My Beginner Training Plan for the Murph Workout Challenge –

Phase 1 –  10 Weeks 10% a Week:

  • The workout calls for a 1 mile run at the beginning and end of the workout.  I have been walking about 2 miles every morning maintaining a 20 minute mile.  So my goal through out Phase 1 is to take 20 seconds of my mile every week.  So at the end of Phase 1 I should be competing a mile in 17 minutes.
  • Pull-ups/Pushups/Squats:  Each week add 10%. So for Week 1:  10 Pull-ups, 20 Pushups, and 30 squats.
    • Pull-ups:  I bought a Gold’s Gym Total-Body Suspension Trainer from  Wal-Mart for less than $20.  It allows me to do a modified version of a pull-up that will help to start the process of strengthen the muscle required to do an unmodified pull-up.
    • Push-ups:  For this Phase I am using the wall or a sturdy ledge (not furniture) to perform a modified push-up.

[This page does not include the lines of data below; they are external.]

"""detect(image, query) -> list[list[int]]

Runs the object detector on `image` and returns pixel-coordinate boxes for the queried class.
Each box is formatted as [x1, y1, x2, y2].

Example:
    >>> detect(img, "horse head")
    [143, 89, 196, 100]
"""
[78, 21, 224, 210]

Week 1:  10% = 10 pull-ups/20 pushups/30 squats/20:00 mile

Week 2:  20% = 20 pull-ups/40 pushups/60 squats/19:40 mile

Week 3:  30% = 30 pull-ups/60 pushups/90 squats/19:20 mile

Week 4:  40% = 40 pull-ups/80 pushups/120 squats/19:00 mile

Week 5:  50% = 50 pull-ups/100 pushups/150 squats/18:40 mile

Week 6:  60% = 60 pull-ups/120 pushups/180 squats/18:20 mile

Week 7:  70% = 70 pull-ups/140 pushups/210 squats/18:00 mile

Week 8:  80% = 80 pull-ups/160 pushups/240 squats/17:40 mile

Week 9:  90% = 90 pull-ups/180 pushups/270 squats/17:20 mile

Week 10:  100% = 100 pull-ups/200 pushups/300 squats/17:00 mile

I will be completing this workout three days a week.  On my off days I will be walking and incorporating yoga and stretching to help with flexibility and soreness.  As I progress through my training plan I will be keeping you updated to how things are going.  With any workout or training plan it is very important to listen to your body.  I will try to make sure that I relay how my body is adapting to the weekly increase in reps.  If you are going to follow my plan, don’t feel like all of the reps have to be completed in one set, a certain time, or even at the same time.  I know as I progress through the weeks and phases I am going to have to break the workout up.  The great thing about this workout is that you are really competing against yourself so modify this plan to you.

Feel free to share your journey or training plan too.